Narcissus 2.0

Ada satu pertanyaan yang kesannya trivial tetapi penting: jika Narcissus hidup di abad 21, di manakah ia akan bercermin? Dikatakan Narcissus bercermin bukan di depan kaca tetapi di permukaan air karena ia tengah berada di hutan, di pinggir danau.[1] Apa artinya itu? Kita dapat mengartikannya sebagai tindakan kesegara-geraan. Maksudnya, Narcissus ingin secepat mungkin dapat melihat refleksinya, sehingga tidak mungkin ia harus pulang dulu ke rumahnya kemudian bercermin; Narcissus ingin bercermin secara ‘realtime’. Maka jawaban spekulatif untuk pertanyaan sebelumnya adalah, Narcissus modern akan bercermin di media sosial.

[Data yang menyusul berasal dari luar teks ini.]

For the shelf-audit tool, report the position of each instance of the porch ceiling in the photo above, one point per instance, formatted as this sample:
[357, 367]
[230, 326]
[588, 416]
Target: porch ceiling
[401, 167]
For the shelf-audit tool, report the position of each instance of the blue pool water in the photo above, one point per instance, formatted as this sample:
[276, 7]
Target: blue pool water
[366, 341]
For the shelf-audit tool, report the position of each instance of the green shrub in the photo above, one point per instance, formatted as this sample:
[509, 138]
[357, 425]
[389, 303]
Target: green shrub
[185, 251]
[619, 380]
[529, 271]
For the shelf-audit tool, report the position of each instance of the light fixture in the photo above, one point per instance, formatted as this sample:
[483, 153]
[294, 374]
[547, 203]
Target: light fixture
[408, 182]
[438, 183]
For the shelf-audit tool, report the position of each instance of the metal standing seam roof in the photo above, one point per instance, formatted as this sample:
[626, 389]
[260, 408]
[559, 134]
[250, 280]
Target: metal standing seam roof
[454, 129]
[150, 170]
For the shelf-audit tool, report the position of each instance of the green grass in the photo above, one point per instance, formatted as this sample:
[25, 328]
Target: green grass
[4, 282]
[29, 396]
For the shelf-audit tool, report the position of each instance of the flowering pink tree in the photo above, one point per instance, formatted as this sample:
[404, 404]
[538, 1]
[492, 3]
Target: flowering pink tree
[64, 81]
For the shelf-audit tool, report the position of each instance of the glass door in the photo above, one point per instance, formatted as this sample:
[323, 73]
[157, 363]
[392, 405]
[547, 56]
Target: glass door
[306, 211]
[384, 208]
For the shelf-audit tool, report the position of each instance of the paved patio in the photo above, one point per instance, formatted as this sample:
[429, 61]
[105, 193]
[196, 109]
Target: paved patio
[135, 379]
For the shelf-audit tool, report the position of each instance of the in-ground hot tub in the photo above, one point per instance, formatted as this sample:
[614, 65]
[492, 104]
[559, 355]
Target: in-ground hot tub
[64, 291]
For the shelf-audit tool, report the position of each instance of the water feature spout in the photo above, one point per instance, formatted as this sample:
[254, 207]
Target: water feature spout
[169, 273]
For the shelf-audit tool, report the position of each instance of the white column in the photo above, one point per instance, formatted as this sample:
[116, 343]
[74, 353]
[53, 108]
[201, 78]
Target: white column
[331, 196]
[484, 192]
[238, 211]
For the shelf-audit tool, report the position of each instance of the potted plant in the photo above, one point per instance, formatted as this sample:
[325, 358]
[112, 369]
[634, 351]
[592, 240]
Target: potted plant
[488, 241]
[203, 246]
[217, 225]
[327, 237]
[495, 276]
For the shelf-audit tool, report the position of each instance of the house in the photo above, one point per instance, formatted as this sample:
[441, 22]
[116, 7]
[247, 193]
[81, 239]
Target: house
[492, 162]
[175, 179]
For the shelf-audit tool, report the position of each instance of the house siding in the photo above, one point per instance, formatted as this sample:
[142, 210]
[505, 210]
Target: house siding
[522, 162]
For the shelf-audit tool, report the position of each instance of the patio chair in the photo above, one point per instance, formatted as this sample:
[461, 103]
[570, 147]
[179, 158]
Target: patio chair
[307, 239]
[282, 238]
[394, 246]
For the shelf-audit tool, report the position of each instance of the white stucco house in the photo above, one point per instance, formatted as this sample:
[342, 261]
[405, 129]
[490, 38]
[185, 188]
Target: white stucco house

Media sosial seperti Facebook, Twitter dan lainnya harus diartikan lebih dari sarana berjejaring sosial saja, tetapi juga sebagai sarana untuk berperforma mereproduksi identitas. Ambil contoh fitur ‘Newsfeed’ dalam Facebook, fitur tersebut merupakan ruang performatif di mana identitas dapat direproduksi (Cote & Pybus, 2011). Identitas akan bertahan jika dan hanya jika seseorang aktif dalam ruang tersebut, katakanlah seperti meng-update status, mengganti gambar profil, membagi link artikel, menyukai dan mengomentari unggahan newsfeed dari pengguna (baca: teman) lain. Cote & Pybus[2] mengutip Judith Butler, menyebutkan performa tadi adalah cara individu untuk bertahan sebagai subjek sehingga dapat diberikan pengakuan (recognition) dari pihak lain. Sedangkan alasan identitas dalam sosial media sifatnya performatif karena newsfeed atau timeline (linimasa) di Twitter yang sifatnya realtime perlu dilihat sebagai arus atau ‘flow’. Nama ‘timeline’ saja sudah menggambarkan bahwa waktu dalam sosial media berpijak pada hukum yang sedikit banyak berbeda dengan waktu aktual. Timeline hanya akan bergerak jika ada ‘tweet’ dari akun yang seseorang ikuti. Artinya umur sebuah tweet atau sebuah feeds -yang sejatinya adalah performa reproduktif identitas- tidaklah panjang dan sangat rentan untuk ditimpa tweet atau feeds dari pengguna lain yang seseorag ikuti. Dan dalam pengertian itulah kita perlu melihat sosial media sebagai flow. Sebagai konsekuensinya, jika seseorang tidak aktif berperforma di linimasa atau di newsfeed, ia akan tersisih dari ruang tersebut dan alhasil identitasnya sebagai subjek (facebookers atau seleb tweet) menghilang pula. Jadi, ke-realtime-an media sosial menjadikannya sebagai cemin-berjalan bagi para pengguna. Sehingga pengguna dapat dengan mudah  berkaca ‘siapa aku’ atau ‘seperti apa aku’, sekaligus berperforma mengonstruksi, mempertahankan dan memodifikasinya kapanpun dan di manapun.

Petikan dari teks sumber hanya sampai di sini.